Si la turbe y la perrera llevaban a cabo una selección, que puede considerarse una respuesta a la pluralidad de normas espontáneas, la publicación en sí misma puede considerarse una respuesta a la lentitud de la difusión espontánea de las normas. Originalmente, «publicación» significaba exactamente lo que sugiere la palabra: hacer algo público. Como tal, solo requería imprimir y dar a conocer un documento a la gente, leer su contenido en voz alta en una plaza concurrida o colgarlo en lugares concurridos para que cualquiera pudiera enterarse de su existencia.
Un ejemplo interesante de publicación legislativa temprana es el código de seguros del Consulado de España en Brujas. El código se publicó (es decir, se imprimió y circuló) en 1569, y se redactó tanto en español como en francés para garantizar una mayor audiencia. Al final de sus 147 artículos, el código decía:
... con el fin de que nuestros súbditos y cualquier otra persona que desee conocer el contenido de dichas ordenanzas pueda conocerlas, leerlas y comprenderlas, se ordena que las ordenanzas anteriores sean impresas en nuestra lengua española y sean traducidas y publicadas en lengua francesa al mismo tiempo. Una vez impresas las ordenanzas, estarán a disposición de esta nación [es decir, los comerciantes españoles dentro del Consulado], de modo que cualquiera pueda pedirme a mí, el Secretario, o a mi sucesor, una copia de las mismas […]. Para asegurarnos de que nuestros súbditos dispongan de tiempo suficiente para estar al tanto y ser debidamente informados, se ordena que estas ordenanzas entren en vigor el primer día de enero del año de la Natividad de nuestro Señor Jesucristo de 1569 [1 de enero de 1570].

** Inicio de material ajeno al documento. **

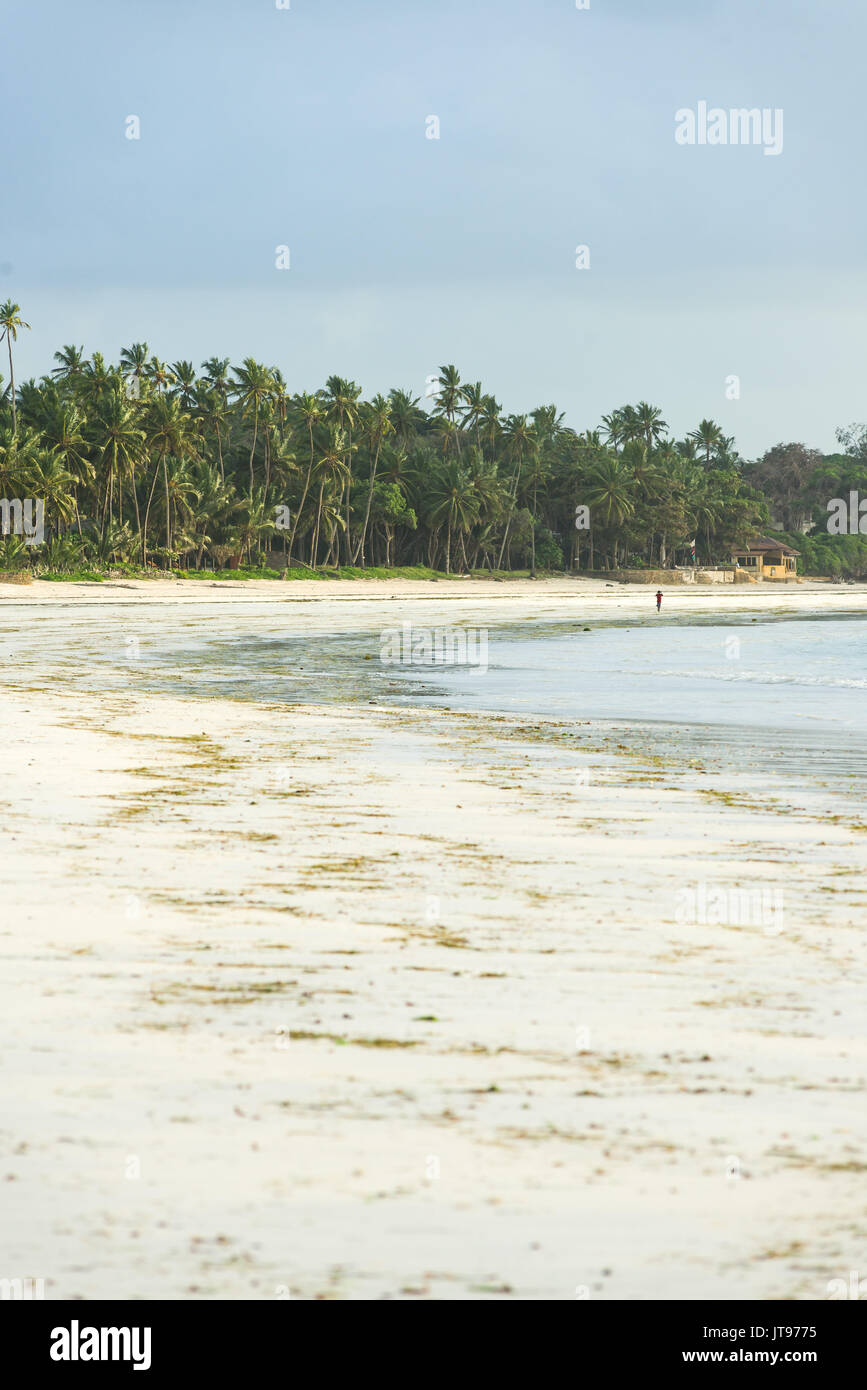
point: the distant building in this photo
(767, 559)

La publicación tenía como objetivo divulgar la norma entre las personas que supuestamente debían utilizarla, independientemente de si ya la estaban utilizando o no. El período otorgado para que el destinatario tomara conocimiento de ella impuso una aceleración en la difusión natural de su conocimiento, que de otro modo habría sido más lenta. Cabe señalar el cuidado que se reservó para las diferentes lenguas de los posibles destinatarios: junto con la vacatio legis (es decir, el tiempo que presuntamente se consideraba suficiente para que todo el mundo tuviera conocimiento de la norma), cumplía con la presunción de conocimiento, la cual es legalmente esencial para que el Estado pueda exigir su cumplimiento. De este modo, la publicación de una norma ya existente podía acortar el tiempo necesario para que la norma espontánea llegara a todos los destinatarios potenciales.